[Linux-cluster] Re: If I have 5 GNBD server?

Fri Sep 2 22:27:58 UTC 2005

On Wed, Aug 31, 2005 at 10:10:37AM +0700, Fajar A. Nugraha wrote:
> Benjamin Marzinski wrote:
> 
> >On Tue, Aug 30, 2005 at 08:41:12AM +0700, Fajar A. Nugraha wrote:
> > 
> >
> >>Benjamin Marzinski wrote:
> >>
> >>   
> >>
> >>>If the gnbds are exported uncached (the default), the client will fail 
> >>>back IO
> >>>if it can no longer talk to the server after a specified timeout.  
> >>>
> >>>     
> >>>
> >>What is the default timeout anyway, and how can I set it?
> >>Last time I test gnbd-import timeout was on a development version 
> >>(DEVEL.1104982050) and after more than 30 minutes, the client still 
> >>tries to reconnect.
> >>   
> >>
> >
> >The default timeout is 1 minute. It is tuneable with the -t option (see the
> >gnbd man page). However you only timeout if you export the device in 
> >uncached
> >mode.
> >
> > 
> >
> I find something interesting :
> gnbd_import man page (no mention of timeout):
>       -t server
>              Fence from Server.
>              Specify a server for the IO fence (only used with the -s 
> option).
> 
> gnbd_export man page :
>       -t [seconds]
>              Timeout.
>              Set the exported GNBD to timeout mode 
>              This option is used with -p.
>              This  is  the  default  for uncached  GNBDs
> 
> Isn't the client the one that has to determine whether it's in wait mode 
> or timeout mode? How does the parameter from gnbd_export passed to 
> gnbd_import?

No, the server determines it. This information is passed to the client when
it imports the device.

> I tested it today with gnbd 1.00.00, by adding an extra ip address to 
> the server -> gnbd_export on the server (IP address 192.168.17.193, 
> cluster member, no extra parameter, so it should be exported as uncached 
> gnbd in timeout mode) -> gnbd_import on the client (member of a 
> different cluster) -> mount the gnbd_import -> remove the IP addresss 
> 192.168.17.193 from the server -> do df -k on the client, and I got 
> these on the client's syslog

Gnbd won't fail the requests back until it can fence the server.  Since the
server is in another cluster, you cannot fence it. For uncached mode to work,
the gnbd client and server MUST be in the same cluster.

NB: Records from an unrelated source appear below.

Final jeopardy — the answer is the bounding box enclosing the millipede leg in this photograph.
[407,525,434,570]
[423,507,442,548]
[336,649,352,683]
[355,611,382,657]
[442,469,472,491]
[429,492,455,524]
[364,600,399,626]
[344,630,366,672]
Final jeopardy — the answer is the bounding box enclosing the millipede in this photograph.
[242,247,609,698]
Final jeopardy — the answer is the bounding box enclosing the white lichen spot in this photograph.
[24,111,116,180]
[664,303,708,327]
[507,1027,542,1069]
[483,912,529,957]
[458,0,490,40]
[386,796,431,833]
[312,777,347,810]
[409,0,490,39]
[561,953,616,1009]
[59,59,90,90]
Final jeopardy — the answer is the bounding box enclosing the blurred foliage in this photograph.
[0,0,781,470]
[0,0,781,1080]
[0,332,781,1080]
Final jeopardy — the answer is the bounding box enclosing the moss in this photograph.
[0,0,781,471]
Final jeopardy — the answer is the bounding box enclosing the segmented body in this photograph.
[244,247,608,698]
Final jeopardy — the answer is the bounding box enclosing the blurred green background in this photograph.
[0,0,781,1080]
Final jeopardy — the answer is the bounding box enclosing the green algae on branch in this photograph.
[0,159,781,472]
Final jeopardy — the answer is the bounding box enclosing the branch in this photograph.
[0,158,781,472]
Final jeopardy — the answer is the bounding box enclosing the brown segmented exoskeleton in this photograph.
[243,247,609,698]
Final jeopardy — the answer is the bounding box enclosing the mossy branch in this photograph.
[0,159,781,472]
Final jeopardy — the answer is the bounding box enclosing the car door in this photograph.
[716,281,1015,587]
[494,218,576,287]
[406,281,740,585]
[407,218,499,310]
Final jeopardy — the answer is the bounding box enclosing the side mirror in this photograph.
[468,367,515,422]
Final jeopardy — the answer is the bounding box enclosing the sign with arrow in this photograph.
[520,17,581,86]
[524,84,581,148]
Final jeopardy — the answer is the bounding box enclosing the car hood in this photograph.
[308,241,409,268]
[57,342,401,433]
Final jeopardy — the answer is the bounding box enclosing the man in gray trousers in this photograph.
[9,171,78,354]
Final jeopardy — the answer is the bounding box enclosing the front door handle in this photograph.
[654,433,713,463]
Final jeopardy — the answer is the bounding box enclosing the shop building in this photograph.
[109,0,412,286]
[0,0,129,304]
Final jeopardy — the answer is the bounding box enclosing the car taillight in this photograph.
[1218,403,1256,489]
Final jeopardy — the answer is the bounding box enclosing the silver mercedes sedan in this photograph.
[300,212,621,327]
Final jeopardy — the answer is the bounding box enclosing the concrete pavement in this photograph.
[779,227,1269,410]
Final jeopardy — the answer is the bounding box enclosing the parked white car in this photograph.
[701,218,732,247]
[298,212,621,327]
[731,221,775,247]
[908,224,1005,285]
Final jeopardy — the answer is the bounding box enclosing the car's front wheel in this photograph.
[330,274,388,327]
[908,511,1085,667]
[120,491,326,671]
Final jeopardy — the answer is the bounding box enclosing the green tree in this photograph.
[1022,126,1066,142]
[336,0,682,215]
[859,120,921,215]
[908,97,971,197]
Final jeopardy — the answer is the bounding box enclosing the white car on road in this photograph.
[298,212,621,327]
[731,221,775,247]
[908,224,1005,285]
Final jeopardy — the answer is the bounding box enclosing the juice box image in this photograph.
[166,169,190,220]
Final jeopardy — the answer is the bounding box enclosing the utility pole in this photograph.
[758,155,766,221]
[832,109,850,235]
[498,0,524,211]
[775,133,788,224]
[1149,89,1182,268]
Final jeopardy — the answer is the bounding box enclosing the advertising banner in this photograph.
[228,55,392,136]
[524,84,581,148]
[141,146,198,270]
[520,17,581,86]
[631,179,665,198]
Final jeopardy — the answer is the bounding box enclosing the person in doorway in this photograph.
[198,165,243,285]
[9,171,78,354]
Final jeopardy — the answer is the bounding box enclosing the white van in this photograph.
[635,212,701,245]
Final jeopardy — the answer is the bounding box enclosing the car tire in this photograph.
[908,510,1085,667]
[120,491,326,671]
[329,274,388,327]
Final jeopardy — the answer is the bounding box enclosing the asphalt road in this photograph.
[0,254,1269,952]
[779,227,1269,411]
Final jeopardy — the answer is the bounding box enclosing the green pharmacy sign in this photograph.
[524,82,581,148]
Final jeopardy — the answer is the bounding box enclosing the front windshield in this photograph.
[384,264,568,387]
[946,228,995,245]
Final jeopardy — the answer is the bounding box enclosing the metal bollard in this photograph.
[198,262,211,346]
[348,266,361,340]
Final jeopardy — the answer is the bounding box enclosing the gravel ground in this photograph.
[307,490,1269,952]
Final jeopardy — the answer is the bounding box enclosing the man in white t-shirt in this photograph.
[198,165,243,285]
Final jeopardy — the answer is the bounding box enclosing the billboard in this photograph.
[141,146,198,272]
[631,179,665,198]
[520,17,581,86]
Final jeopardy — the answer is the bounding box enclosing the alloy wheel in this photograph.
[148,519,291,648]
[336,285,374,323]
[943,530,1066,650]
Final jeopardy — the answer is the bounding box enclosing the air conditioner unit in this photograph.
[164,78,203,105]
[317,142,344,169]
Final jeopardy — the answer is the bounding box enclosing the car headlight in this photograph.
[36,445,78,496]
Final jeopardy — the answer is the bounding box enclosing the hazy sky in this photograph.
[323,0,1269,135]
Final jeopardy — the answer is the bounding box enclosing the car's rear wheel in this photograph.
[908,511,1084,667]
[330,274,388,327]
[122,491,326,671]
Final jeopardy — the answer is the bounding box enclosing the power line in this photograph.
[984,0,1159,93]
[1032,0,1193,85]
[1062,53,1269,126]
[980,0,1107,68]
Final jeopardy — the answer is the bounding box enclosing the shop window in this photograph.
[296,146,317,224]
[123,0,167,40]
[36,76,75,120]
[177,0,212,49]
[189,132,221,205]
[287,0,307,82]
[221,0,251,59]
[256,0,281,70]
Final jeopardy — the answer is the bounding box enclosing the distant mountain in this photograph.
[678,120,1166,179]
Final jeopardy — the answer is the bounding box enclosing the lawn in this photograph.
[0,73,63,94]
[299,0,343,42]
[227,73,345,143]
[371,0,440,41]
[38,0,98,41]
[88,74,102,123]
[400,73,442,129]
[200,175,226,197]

> Aug 31 09:55:58 node1 gnbd_recvd[9792]: client lost connection with 
> 192.168.17.193 : Interrupted system call
> Aug 31 09:55:58 node1 gnbd_recvd[9792]: reconnecting
> Aug 31 09:55:58 node1 kernel: gnbd (pid 9792: gnbd_recvd) got signal 1
> Aug 31 09:55:58 node1 kernel: gnbd2: Receive control failed (result -4)
> Aug 31 09:55:58 node1 kernel: gnbd2: shutting down socket
> Aug 31 09:55:58 node1 kernel: exitting GNBD_DO_IT ioctl
> Aug 31 09:56:03 node1 gnbd_monitor[9781]: ERROR [gnbd_monitor.c:486] 
> server Dè¯ is not a cluster member, cannot fence.
> Aug 31 09:56:08 node1 gnbd_monitor[9781]: ERROR [gnbd_monitor.c:486] 
> server Dè¯ is not a cluster member, cannot fence.
> Aug 31 09:56:08 node1 gnbd_recvd[9792]: ERROR [gnbd_recvd.c:213] cannot 
> connect to server 192.168.17.193 (-1) : Interrupted system call
> Aug 31 09:56:08 node1 gnbd_recvd[9792]: reconnecting
> Aug 31 09:56:13 node1 gnbd_monitor[9781]: ERROR [gnbd_monitor.c:486] 
> server Dè¯ is not a cluster member, cannot fence.
> Aug 31 09:56:13 node1 gnbd_recvd[9792]: ERROR [gnbd_recvd.c:213] cannot 
> connect to server 192.168.17.193 (-1) : Interrupted system call
> Aug 31 09:56:13 node1 gnbd_recvd[9792]: reconnecting
> 
> And it goes on, and on, and on :) After ten minutes, I add the IP 
> address back to the server and these appear on syslog :
> Aug 31 10:06:13 node1 gnbd_recvd[9792]: reconnecting
> Aug 31 10:06:16 node1 kernel: resending requests
> 
> So it looks like by default gnbd runs in wait mode, and after it 
> reconnects the kernel automatically resends the request without the need 
> of dm-multipath.
> 
> Is my setup incorrect, or is this how it's supposed to work?

Unfortunately, your setup allows the possibility of data corruption if you
actually faile over between servers.  Here's why.  GNBD must fence the server
before it fails over.  Otherwise you run into the following situation:
You have a gnbd client, and two servers (serverA and serverB).  The client
writes data to a block on serverA, but serverA becomes unresponsive before the
data is written out to disk. The client fails over to serverB and writes out
the data to that block. Later the client writes new data to the same block.
After this, serverA suddenly wakes back up, and completes writing the old data
from the original request to that block.  You have now corrupted your block
device.  I have seen this happen multiple times.

In your setup, since the client and server are in different clusters, gnbd
cannot fence the server. This keeps the requests from failing out.  If you
switch the ip, gnbd has no way of knowing that this is no longer the same
physical machine (Which should be fixed.. In future releases, I will probably
make gnbd make sure that this is the same machine. Not just the same IP,
otherwise, people could do just this sort of thing, and accidentally corrupt
their data. If you switched IP addresses like this with cached devices, the
chance of corrupting your data would become disturbingly likely). When you
gnbd can connect to a server on the same ip, it assumes that the old server
came back before it could be fenced, and resends the requests.

-Ben

> Regards,
> 
> Fajar
> 
> --
> Linux-cluster mailing list
> Linux-cluster at redhat.com
> http://www.redhat.com/mailman/listinfo/linux-cluster